Mark Wilson, Getty Images
GRAND RAPIDS, Mich. The nation remembered Gerald R. Ford on Tuesday for what he didn't have pretensions, a scheming agenda, a great golf game as much as for the small-town authenticity he brought to the presidency.
In an elaborate national funeral service in Washington and then more simply at his final homecoming in Grand Rapids, the 38th president was celebrated for treating politics as a calling rather than blood sport.
The last act of Ford's state funeral was playing out at his presidential museum, open throughout the night and this morning for the public to pay final respects. Thousands waited in line Tuesday night to file past Ford's casket.
Scouts came forward three by three and saluted by his casket to open 18 hours of visitation, before a final church service and Ford's hillside burial this afternoon.
The marching band from the University of Michigan, the school where he played football, greeted the White House jet carrying his casket, members of his family and others in the funeral party.
The service in Washington unfolded in the spirit of one of its musical selections "Fanfare for the Common Man" as powerful people celebrated the modesty and humility of a leader propelled to the presidency by the Watergate crisis that drove his predecessor Richard Nixon from office.
"In President Ford, the world saw the best of America, and America found a man whose character and leadership would bring calm and healing to one of the most divisive moments in our nation's history," President Bush said in his eulogy.
Bush's father, former President George H.W. Bush, called Ford a "Norman Rockwell painting come to life" and pierced the solemnity of the occasion by cracking gentle jokes about Ford's reputation as an errant golfer. He said Ford knew his golf game was getting better when he began hitting fewer spectators.

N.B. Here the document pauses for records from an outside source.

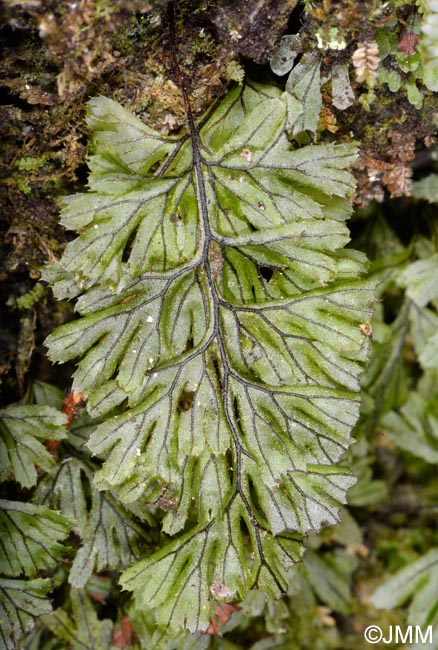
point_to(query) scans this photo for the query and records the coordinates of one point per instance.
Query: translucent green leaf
(82, 629)
(180, 579)
(416, 582)
(222, 316)
(419, 278)
(23, 429)
(29, 537)
(21, 602)
(111, 539)
(304, 84)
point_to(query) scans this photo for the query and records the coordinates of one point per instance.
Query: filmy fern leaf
(30, 538)
(23, 429)
(219, 307)
(21, 602)
(111, 539)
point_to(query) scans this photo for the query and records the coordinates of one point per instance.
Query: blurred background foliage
(370, 72)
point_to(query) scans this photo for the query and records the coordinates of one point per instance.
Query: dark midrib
(209, 237)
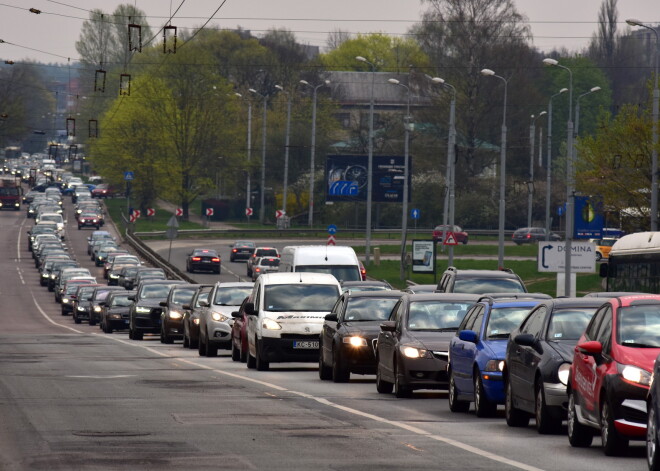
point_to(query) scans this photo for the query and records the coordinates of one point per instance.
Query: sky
(51, 35)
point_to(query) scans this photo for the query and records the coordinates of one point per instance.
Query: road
(72, 397)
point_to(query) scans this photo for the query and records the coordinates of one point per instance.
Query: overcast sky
(554, 23)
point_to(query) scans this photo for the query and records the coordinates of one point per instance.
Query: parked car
(611, 372)
(412, 347)
(350, 331)
(538, 360)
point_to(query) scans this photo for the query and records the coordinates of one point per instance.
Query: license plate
(302, 344)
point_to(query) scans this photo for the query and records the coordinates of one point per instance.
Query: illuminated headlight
(563, 372)
(494, 365)
(270, 324)
(413, 352)
(355, 341)
(635, 374)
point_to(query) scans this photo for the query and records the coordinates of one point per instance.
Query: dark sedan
(349, 333)
(411, 351)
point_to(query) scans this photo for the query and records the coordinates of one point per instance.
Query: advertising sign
(346, 177)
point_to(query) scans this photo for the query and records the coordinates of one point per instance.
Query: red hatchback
(611, 372)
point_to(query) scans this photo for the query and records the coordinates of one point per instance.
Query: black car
(412, 347)
(145, 312)
(538, 359)
(349, 333)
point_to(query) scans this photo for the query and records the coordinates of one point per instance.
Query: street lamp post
(656, 105)
(570, 180)
(370, 164)
(548, 176)
(500, 250)
(530, 192)
(404, 209)
(310, 217)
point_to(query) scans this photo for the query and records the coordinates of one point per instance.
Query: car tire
(514, 417)
(613, 443)
(547, 421)
(455, 405)
(579, 436)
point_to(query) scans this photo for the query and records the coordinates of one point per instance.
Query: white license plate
(306, 344)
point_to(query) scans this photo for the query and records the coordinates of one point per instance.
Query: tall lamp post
(310, 218)
(262, 200)
(404, 206)
(500, 250)
(570, 180)
(370, 164)
(548, 175)
(656, 104)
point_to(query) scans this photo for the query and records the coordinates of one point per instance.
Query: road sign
(552, 257)
(450, 239)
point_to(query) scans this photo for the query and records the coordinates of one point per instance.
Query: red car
(611, 373)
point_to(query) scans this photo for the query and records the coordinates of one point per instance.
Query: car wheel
(482, 406)
(546, 420)
(514, 417)
(579, 435)
(613, 443)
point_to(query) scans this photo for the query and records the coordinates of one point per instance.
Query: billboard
(346, 178)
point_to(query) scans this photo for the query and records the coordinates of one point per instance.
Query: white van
(284, 322)
(340, 261)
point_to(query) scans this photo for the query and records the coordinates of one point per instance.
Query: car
(476, 352)
(203, 259)
(455, 280)
(241, 250)
(530, 235)
(215, 318)
(171, 317)
(412, 346)
(538, 358)
(611, 373)
(349, 333)
(441, 231)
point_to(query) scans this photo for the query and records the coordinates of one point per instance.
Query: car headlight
(414, 352)
(635, 374)
(355, 341)
(270, 324)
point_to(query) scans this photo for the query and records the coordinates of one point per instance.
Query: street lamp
(262, 201)
(310, 216)
(548, 175)
(500, 250)
(370, 164)
(448, 218)
(404, 208)
(654, 151)
(530, 192)
(570, 180)
(286, 146)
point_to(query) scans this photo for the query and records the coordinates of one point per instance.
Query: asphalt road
(72, 397)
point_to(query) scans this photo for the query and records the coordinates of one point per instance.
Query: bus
(634, 264)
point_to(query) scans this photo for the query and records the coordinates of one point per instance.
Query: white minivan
(284, 322)
(340, 261)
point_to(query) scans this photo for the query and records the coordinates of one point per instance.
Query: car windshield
(488, 285)
(503, 320)
(341, 272)
(369, 309)
(436, 315)
(639, 326)
(300, 297)
(569, 324)
(231, 296)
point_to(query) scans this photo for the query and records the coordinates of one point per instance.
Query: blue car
(476, 352)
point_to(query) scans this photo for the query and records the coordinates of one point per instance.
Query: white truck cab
(285, 320)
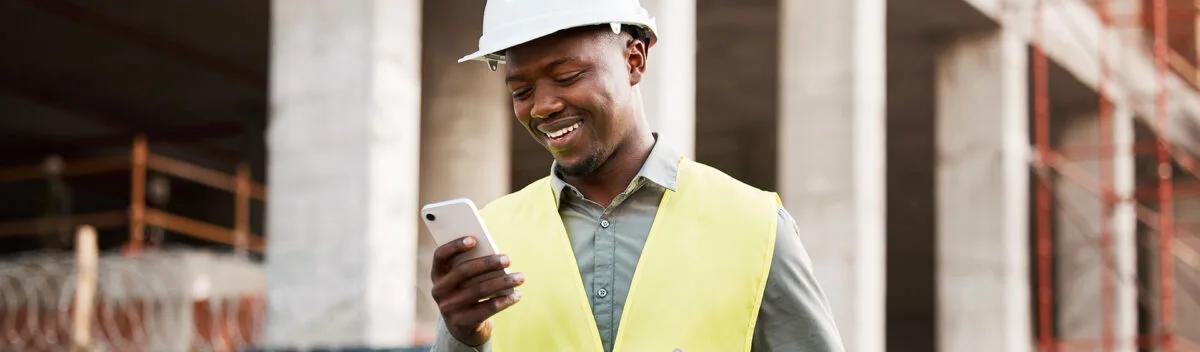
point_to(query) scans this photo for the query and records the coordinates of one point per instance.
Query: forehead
(585, 45)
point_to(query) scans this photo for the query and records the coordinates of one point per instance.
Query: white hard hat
(509, 23)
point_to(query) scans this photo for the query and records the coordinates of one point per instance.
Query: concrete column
(669, 89)
(982, 185)
(1125, 227)
(343, 143)
(832, 153)
(1079, 256)
(466, 123)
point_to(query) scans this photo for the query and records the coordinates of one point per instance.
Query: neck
(615, 174)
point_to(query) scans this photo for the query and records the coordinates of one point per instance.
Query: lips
(561, 131)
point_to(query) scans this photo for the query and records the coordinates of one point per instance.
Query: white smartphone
(455, 219)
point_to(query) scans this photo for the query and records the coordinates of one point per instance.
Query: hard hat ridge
(509, 23)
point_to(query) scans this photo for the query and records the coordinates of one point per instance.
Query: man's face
(573, 91)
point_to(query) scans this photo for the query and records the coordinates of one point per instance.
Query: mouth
(559, 133)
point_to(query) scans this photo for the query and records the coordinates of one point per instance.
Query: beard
(589, 165)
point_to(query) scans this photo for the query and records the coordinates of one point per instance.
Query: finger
(472, 268)
(491, 287)
(486, 309)
(444, 254)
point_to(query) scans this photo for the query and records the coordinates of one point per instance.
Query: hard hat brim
(497, 54)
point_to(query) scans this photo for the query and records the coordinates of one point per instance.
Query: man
(625, 246)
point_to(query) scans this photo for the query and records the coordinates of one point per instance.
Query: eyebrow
(549, 66)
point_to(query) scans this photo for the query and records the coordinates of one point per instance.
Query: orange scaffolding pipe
(1042, 139)
(1167, 226)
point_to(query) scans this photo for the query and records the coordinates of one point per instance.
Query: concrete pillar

Ford's athletic interest was honored, too, in the capital and in Michigan. At the Grand Rapids airport that bears Ford's name, the Michigan band played the school's famous fight song, "The Victors," as Ford's flag-draped casket was transferred to a hearse.
He had played center for the Wolverines in their undefeated, national championship seasons in 1932 and 1933 and turned down several pro football offers to go to law school at Yale instead.